Mayor of Oklahoma City Takes Care of Residents' Girth
Mick Cornett, mayor of Oklahoma City, proposed one very challenging and unusual New Year’s resolution to the city: take a collective stand against obesity and lose 1 million pounds.

Inspired partly by his own wish to lose weight, Mick Cornett transformed a personal struggle into an urban crusade against obesity. Oklahoma City stands as one of the fattest cities in the United States.

The mayor said people need to acknowledge that they do not follow a healthy lifestyle and that exercise and a better-balanced and healthy diet, coupled with self-discipline, are necessary.

“The message of this obesity initiative is that we've got to watch what we eat,” Cornett said Thursday, Dec. 3, as quoted by the Associated Press.

“Exercise is part of it and the city is trying to change into a city that is less sprawling, has more density and is more pedestrian friendly, but you're not really going to take on obesity unless you acknowledge that we eat too much and don't eat the right foods.”

Residents can sign up and keep track of their weight lose on a new website, http://www.thiscityisgoingonadiet.com.

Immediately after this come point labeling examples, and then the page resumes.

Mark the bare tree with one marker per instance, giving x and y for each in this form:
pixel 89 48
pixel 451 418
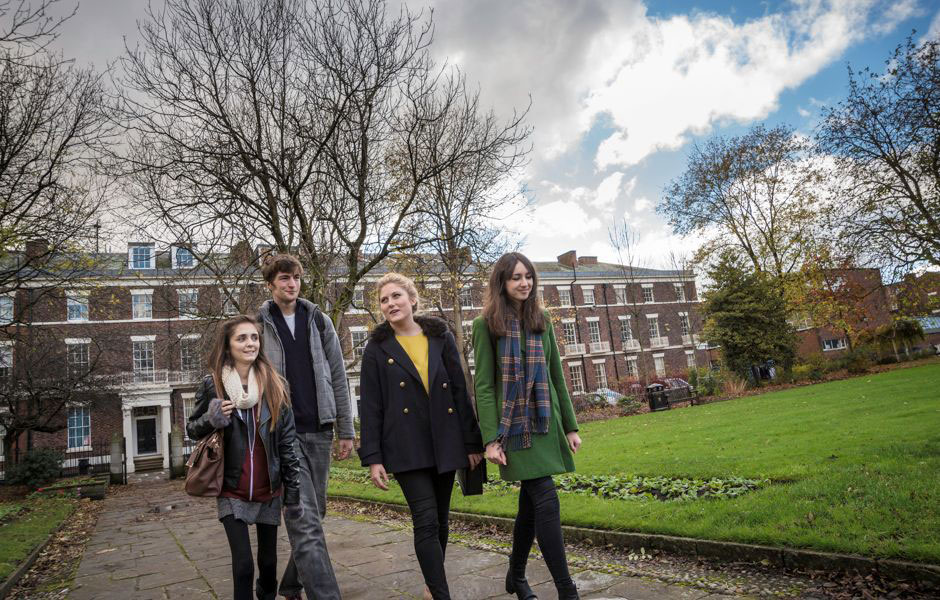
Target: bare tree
pixel 756 194
pixel 54 130
pixel 886 139
pixel 460 209
pixel 626 241
pixel 309 128
pixel 46 378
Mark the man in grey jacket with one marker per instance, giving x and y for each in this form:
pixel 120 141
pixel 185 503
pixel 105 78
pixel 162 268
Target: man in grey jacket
pixel 302 344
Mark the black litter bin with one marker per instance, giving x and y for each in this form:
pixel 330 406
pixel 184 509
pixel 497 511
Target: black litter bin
pixel 656 397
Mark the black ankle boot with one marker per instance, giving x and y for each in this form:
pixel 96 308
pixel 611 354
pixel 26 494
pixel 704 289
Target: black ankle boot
pixel 568 591
pixel 517 584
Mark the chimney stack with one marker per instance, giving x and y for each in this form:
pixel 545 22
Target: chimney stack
pixel 569 259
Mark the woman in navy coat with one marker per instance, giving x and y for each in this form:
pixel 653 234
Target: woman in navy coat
pixel 416 418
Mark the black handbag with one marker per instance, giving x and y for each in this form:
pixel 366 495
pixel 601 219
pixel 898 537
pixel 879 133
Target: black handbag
pixel 471 480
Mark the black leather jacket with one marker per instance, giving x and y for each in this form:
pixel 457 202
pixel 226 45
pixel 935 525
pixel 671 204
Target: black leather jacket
pixel 283 466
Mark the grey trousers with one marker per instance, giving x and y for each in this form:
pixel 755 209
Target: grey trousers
pixel 309 566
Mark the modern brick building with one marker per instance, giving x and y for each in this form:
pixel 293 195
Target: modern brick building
pixel 143 320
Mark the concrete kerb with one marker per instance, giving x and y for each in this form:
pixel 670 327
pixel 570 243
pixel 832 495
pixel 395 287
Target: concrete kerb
pixel 10 582
pixel 790 558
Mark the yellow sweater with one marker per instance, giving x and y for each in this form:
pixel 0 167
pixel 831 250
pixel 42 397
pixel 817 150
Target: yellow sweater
pixel 416 346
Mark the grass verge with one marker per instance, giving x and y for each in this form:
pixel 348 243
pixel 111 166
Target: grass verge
pixel 853 466
pixel 20 535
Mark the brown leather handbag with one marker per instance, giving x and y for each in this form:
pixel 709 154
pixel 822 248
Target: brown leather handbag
pixel 206 467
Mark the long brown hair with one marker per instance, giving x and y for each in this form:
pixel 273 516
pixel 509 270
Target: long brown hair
pixel 271 385
pixel 498 308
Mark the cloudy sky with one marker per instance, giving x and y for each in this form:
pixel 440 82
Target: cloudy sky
pixel 619 88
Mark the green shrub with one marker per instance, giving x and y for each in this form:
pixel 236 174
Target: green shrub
pixel 859 360
pixel 37 467
pixel 704 381
pixel 815 366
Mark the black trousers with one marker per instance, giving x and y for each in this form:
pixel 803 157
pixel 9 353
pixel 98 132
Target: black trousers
pixel 539 517
pixel 243 570
pixel 428 495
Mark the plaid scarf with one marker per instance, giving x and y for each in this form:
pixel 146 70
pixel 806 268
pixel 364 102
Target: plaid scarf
pixel 527 404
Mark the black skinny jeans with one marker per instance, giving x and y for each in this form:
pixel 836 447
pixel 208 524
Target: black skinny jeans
pixel 428 495
pixel 539 517
pixel 243 569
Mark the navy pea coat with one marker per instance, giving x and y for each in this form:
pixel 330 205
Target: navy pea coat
pixel 403 426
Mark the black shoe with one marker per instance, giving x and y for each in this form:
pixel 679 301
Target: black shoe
pixel 519 585
pixel 568 592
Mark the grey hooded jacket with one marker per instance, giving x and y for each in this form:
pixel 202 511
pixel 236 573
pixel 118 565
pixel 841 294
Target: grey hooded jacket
pixel 329 369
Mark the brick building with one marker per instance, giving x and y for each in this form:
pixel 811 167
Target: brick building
pixel 143 320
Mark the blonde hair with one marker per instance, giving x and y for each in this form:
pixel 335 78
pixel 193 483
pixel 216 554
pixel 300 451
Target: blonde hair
pixel 403 282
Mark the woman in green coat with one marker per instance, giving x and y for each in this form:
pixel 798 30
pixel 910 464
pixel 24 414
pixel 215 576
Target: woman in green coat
pixel 526 416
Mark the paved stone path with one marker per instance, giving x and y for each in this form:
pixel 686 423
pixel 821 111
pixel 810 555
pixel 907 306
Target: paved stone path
pixel 152 541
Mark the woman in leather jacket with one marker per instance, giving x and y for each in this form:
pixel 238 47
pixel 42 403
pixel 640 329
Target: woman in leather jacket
pixel 260 466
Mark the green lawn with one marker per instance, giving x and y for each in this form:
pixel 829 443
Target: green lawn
pixel 855 466
pixel 21 534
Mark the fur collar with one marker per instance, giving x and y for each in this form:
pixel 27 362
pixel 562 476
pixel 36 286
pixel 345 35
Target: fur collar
pixel 430 326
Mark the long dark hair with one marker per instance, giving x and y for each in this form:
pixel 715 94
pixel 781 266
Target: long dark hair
pixel 270 383
pixel 498 308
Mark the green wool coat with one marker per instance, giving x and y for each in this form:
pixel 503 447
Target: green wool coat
pixel 549 454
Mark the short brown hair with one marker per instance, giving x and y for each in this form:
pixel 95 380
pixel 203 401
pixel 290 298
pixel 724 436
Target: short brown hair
pixel 280 263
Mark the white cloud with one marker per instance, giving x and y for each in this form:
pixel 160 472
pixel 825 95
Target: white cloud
pixel 933 33
pixel 607 192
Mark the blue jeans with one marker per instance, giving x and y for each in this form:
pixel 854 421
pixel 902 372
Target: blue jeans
pixel 309 566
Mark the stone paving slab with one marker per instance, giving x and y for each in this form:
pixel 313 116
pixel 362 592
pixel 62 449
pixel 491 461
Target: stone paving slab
pixel 152 541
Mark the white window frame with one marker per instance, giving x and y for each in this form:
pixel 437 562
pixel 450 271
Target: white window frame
pixel 633 369
pixel 577 384
pixel 356 330
pixel 659 359
pixel 174 257
pixel 180 294
pixel 653 319
pixel 85 424
pixel 620 294
pixel 191 398
pixel 594 330
pixel 565 323
pixel 151 258
pixel 626 325
pixel 600 375
pixel 7 304
pixel 230 300
pixel 840 344
pixel 6 358
pixel 588 290
pixel 685 325
pixel 144 339
pixel 466 297
pixel 83 342
pixel 81 299
pixel 136 293
pixel 184 339
pixel 680 291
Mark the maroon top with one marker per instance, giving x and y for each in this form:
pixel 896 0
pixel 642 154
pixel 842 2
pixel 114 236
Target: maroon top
pixel 254 485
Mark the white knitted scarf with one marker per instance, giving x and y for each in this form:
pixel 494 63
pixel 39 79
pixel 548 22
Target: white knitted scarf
pixel 232 383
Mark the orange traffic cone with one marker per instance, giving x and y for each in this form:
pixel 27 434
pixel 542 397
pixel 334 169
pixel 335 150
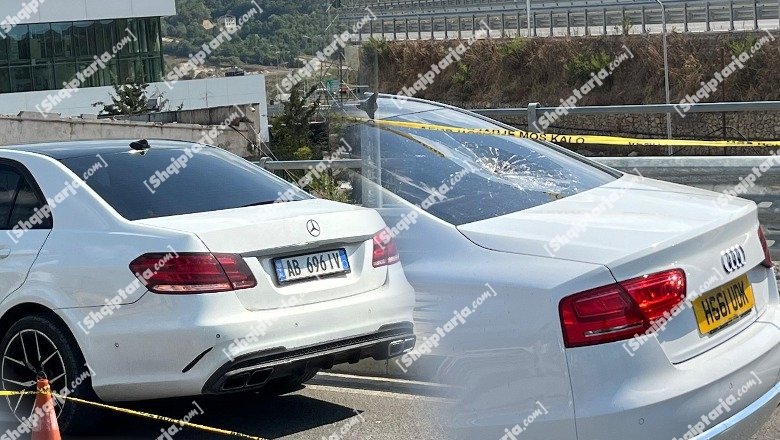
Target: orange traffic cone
pixel 45 425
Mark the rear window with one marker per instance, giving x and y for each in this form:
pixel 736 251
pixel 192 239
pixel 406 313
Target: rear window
pixel 464 177
pixel 141 186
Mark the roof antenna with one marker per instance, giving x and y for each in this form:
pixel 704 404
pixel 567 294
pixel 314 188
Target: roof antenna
pixel 141 145
pixel 369 105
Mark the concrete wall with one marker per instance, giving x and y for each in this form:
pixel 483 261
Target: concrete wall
pixel 51 11
pixel 192 94
pixel 28 128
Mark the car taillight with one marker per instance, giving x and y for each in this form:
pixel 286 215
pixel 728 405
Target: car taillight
pixel 193 273
pixel 385 250
pixel 767 256
pixel 618 311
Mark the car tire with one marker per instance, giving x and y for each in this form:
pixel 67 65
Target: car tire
pixel 55 353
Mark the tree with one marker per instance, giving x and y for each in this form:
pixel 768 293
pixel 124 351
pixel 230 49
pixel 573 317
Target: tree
pixel 128 99
pixel 292 134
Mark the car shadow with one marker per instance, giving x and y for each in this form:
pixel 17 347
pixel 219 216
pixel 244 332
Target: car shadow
pixel 255 414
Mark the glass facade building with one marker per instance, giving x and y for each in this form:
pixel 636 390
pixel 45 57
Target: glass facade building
pixel 37 57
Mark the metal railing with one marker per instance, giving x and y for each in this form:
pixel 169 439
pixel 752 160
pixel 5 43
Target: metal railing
pixel 459 18
pixel 535 110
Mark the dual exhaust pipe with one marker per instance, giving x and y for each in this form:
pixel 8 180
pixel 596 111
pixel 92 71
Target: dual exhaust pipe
pixel 400 346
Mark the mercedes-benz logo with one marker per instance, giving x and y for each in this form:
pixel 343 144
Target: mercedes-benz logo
pixel 313 227
pixel 733 258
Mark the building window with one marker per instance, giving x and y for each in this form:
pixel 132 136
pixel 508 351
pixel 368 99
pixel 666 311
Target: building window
pixel 19 44
pixel 21 79
pixel 44 56
pixel 5 80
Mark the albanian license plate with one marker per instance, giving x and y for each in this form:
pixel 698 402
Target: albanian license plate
pixel 717 308
pixel 311 265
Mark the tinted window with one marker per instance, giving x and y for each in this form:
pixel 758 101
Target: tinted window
pixel 471 177
pixel 9 181
pixel 142 186
pixel 18 200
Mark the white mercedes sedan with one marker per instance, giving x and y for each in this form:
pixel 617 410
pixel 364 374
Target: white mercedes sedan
pixel 564 299
pixel 142 270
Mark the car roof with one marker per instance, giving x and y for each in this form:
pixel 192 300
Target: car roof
pixel 71 149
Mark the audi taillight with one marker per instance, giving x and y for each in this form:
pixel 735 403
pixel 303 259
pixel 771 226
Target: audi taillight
pixel 190 273
pixel 767 256
pixel 618 311
pixel 385 250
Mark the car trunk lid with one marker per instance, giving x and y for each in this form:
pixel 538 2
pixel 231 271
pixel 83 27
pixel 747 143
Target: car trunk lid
pixel 637 227
pixel 283 231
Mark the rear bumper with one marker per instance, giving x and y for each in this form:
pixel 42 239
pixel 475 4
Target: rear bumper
pixel 650 398
pixel 183 345
pixel 746 422
pixel 257 369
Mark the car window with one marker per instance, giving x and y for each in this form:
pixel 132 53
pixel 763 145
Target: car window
pixel 470 177
pixel 19 200
pixel 140 186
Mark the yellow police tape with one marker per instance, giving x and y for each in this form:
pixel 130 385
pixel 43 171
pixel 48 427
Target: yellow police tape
pixel 581 139
pixel 181 423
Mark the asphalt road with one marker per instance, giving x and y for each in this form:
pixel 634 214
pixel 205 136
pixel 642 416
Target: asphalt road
pixel 330 406
pixel 333 407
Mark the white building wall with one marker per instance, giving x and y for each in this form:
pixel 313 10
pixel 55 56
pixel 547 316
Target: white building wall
pixel 50 11
pixel 193 94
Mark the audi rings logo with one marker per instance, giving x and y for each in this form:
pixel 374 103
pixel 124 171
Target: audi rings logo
pixel 733 258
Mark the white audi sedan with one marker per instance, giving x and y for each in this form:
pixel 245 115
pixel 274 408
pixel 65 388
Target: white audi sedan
pixel 567 300
pixel 142 270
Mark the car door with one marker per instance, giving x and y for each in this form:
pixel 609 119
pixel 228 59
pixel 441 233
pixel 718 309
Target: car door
pixel 23 225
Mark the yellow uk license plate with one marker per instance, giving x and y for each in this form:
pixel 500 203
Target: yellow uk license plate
pixel 719 307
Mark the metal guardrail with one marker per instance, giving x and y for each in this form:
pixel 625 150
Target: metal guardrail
pixel 714 173
pixel 399 19
pixel 535 110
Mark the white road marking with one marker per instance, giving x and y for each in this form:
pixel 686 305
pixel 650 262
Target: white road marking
pixel 382 379
pixel 375 393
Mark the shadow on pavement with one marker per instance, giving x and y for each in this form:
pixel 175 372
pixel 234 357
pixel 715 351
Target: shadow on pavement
pixel 255 414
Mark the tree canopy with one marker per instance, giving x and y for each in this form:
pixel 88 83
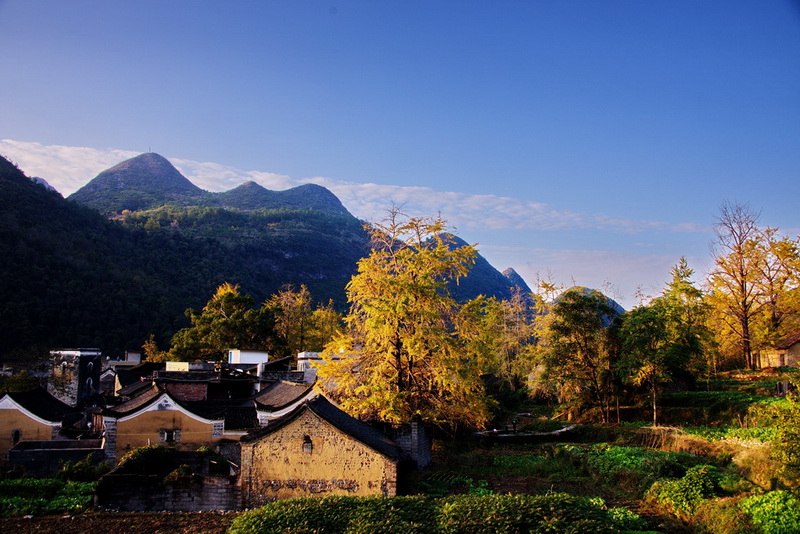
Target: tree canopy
pixel 401 356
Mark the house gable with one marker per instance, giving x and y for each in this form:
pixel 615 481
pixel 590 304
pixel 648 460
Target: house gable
pixel 306 454
pixel 157 418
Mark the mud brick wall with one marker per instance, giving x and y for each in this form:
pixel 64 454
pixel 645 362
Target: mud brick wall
pixel 283 464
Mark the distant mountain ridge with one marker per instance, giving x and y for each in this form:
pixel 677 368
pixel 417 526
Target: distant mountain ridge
pixel 149 180
pixel 72 277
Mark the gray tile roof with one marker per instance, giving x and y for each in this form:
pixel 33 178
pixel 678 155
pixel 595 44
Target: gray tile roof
pixel 42 404
pixel 281 394
pixel 329 412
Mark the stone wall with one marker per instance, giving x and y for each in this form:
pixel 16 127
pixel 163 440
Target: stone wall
pixel 47 460
pixel 414 440
pixel 149 493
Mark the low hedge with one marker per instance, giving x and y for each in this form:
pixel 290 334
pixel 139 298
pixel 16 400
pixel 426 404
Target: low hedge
pixel 460 514
pixel 776 512
pixel 29 496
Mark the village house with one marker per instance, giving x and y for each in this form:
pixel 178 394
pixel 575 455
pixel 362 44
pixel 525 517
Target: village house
pixel 317 449
pixel 74 375
pixel 32 415
pixel 156 417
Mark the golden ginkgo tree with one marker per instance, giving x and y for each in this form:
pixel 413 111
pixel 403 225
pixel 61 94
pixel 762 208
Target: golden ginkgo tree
pixel 400 356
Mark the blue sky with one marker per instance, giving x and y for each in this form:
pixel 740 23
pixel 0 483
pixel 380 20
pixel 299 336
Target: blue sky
pixel 594 140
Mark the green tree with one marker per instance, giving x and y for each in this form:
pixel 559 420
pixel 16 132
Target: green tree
pixel 294 317
pixel 735 292
pixel 400 356
pixel 646 350
pixel 227 321
pixel 664 340
pixel 327 323
pixel 577 349
pixel 152 352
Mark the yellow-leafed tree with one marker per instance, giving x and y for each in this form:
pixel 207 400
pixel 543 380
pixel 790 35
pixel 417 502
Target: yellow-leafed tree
pixel 400 356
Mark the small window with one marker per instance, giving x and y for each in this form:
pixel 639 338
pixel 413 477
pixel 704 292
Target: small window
pixel 170 436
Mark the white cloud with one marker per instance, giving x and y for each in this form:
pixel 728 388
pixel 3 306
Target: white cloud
pixel 68 168
pixel 620 275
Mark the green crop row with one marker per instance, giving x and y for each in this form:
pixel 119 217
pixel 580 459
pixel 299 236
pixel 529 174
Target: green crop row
pixel 463 514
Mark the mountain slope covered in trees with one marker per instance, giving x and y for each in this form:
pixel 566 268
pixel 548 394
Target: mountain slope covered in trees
pixel 72 277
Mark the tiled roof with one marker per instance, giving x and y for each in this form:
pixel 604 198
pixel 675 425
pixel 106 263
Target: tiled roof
pixel 135 373
pixel 351 426
pixel 140 401
pixel 241 418
pixel 788 341
pixel 42 404
pixel 135 388
pixel 281 394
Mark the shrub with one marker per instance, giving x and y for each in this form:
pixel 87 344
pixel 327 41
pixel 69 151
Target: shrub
pixel 555 512
pixel 340 514
pixel 776 512
pixel 43 496
pixel 462 514
pixel 150 460
pixel 82 471
pixel 722 516
pixel 641 465
pixel 535 465
pixel 682 496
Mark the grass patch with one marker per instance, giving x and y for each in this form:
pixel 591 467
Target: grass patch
pixel 37 496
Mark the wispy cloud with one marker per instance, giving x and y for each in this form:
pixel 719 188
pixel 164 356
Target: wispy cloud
pixel 621 275
pixel 68 168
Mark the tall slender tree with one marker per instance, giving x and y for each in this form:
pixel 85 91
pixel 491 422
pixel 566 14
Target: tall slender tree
pixel 735 291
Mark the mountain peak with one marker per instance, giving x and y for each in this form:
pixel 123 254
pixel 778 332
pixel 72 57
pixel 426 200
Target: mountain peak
pixel 141 182
pixel 516 280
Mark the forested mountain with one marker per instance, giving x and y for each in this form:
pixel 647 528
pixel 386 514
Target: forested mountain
pixel 149 180
pixel 71 276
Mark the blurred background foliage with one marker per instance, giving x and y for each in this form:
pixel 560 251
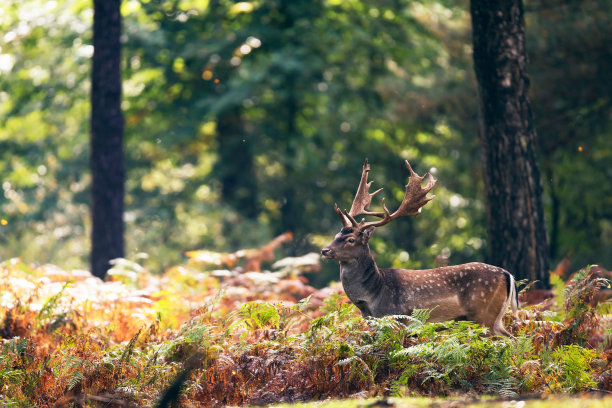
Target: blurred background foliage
pixel 248 119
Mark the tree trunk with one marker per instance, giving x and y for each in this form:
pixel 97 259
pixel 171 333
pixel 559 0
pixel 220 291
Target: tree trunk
pixel 235 164
pixel 106 159
pixel 517 232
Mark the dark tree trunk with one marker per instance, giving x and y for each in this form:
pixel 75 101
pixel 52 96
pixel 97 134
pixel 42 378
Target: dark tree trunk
pixel 235 164
pixel 517 232
pixel 106 159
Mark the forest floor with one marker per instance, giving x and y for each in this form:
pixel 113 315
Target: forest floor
pixel 202 336
pixel 583 401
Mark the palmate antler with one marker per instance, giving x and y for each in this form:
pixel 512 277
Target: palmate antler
pixel 415 197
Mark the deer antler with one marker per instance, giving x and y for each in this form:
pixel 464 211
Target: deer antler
pixel 415 197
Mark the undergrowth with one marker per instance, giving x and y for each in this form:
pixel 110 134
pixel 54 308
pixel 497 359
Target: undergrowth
pixel 64 347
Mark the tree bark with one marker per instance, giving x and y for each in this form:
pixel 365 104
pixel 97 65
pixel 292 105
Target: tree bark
pixel 106 158
pixel 517 232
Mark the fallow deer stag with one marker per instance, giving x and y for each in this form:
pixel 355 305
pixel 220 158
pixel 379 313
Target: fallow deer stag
pixel 473 291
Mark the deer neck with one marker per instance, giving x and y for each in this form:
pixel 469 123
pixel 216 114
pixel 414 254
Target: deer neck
pixel 360 277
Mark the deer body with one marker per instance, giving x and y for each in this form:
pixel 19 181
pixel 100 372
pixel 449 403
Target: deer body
pixel 473 291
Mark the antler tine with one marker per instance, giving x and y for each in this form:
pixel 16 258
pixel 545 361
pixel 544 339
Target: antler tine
pixel 415 197
pixel 346 222
pixel 363 198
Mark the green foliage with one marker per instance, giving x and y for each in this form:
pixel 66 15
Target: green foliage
pixel 309 89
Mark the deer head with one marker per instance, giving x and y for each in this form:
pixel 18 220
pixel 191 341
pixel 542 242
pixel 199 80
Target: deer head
pixel 351 241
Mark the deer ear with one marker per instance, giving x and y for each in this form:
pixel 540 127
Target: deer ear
pixel 367 233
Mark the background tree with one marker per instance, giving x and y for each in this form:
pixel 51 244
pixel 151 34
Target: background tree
pixel 517 232
pixel 107 168
pixel 392 80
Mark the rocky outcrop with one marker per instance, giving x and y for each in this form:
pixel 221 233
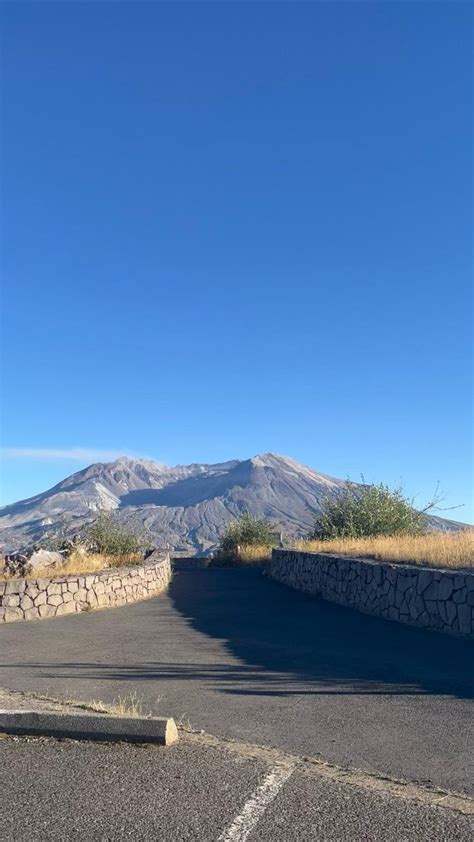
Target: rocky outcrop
pixel 435 599
pixel 33 599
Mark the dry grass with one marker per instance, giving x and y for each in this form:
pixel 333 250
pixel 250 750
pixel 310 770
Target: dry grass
pixel 131 705
pixel 79 563
pixel 255 555
pixel 435 549
pixel 247 556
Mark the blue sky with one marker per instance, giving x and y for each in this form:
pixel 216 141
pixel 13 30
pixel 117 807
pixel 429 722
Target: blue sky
pixel 237 228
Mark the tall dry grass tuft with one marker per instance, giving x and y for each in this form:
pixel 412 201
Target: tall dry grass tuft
pixel 255 555
pixel 433 549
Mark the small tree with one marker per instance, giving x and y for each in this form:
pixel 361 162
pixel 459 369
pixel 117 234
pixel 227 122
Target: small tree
pixel 247 531
pixel 359 511
pixel 109 538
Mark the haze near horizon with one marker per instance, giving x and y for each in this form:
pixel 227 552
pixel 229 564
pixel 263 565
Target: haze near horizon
pixel 234 229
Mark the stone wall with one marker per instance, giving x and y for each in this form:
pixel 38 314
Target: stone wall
pixel 434 599
pixel 31 599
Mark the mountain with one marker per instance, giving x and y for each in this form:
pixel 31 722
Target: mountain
pixel 186 506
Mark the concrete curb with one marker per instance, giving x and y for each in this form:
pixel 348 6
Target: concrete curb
pixel 95 726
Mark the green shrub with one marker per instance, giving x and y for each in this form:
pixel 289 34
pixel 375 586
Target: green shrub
pixel 109 538
pixel 359 511
pixel 247 531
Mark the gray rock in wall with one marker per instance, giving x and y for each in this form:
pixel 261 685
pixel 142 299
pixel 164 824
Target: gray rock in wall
pixel 442 600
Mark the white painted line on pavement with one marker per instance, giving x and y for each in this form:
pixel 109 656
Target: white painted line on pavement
pixel 255 807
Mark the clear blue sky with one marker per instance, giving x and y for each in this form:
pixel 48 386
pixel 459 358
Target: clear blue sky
pixel 232 228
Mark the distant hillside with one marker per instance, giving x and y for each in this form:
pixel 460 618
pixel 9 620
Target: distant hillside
pixel 186 506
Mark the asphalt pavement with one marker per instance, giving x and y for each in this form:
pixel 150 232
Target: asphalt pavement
pixel 57 790
pixel 245 658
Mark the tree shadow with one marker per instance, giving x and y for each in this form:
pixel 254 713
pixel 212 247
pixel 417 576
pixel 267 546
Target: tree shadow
pixel 287 636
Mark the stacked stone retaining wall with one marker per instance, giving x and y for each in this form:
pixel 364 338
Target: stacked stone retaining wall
pixel 32 599
pixel 435 599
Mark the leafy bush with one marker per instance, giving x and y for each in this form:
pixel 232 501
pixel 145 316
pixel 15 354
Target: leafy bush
pixel 109 538
pixel 247 531
pixel 359 511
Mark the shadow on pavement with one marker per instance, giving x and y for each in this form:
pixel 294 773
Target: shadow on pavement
pixel 332 649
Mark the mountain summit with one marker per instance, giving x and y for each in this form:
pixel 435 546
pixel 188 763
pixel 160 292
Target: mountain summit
pixel 186 506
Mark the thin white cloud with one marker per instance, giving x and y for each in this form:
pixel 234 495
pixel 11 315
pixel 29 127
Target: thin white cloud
pixel 75 454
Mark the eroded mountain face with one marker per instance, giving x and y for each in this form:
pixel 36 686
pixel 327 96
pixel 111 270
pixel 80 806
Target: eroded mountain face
pixel 186 506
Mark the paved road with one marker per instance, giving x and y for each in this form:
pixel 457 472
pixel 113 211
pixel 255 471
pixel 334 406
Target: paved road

The AP reports that more than 2,600 people had registered by Thursday. They have lost more than 300 pounds.

The site offered to help those who wish to accept the mayor’s challenge provides a body mass index calculator, as well as recipes and links to metro-area fitness centers.

Cornett said there are plans to further develop the site so that it includes the opportunity to blog and network with other participants, reports the AP.

“It's always easier if you're doing something hard if you have other people to do it with,” he said.

A survey conducted last year by Men’s Fitness magazine, examining lifestyle factors such as fast-food restaurants per capita and availability of city parks, gyms and bike paths in each city, found that Oklahoma City was at No. 15 on the list of America’s fattest cities.

Cornett added that he wishes to make physical exercise more appealing to residents by increasing the number of bike trails and sidewalks in the city.

The United Health Foundation, a non-profit health advocacy group, collaborated with the American Public Health Association and Partnership for Prevention, the National Center for Health Statistics, the American Medical Association and the Census Bureau last year, to rank states by their health status.

Considering such factors as obesity, infant mortality, cancer death, high school graduation and cardiovascular disease, the researchers found that Vermont, Minnesota, Hawaii, New Hampshire, Connecticut, etc were among the healthiest states, while Texas, Mississippi, Louisiana, Oklahoma and Tennessee occupied the opposite end of the list.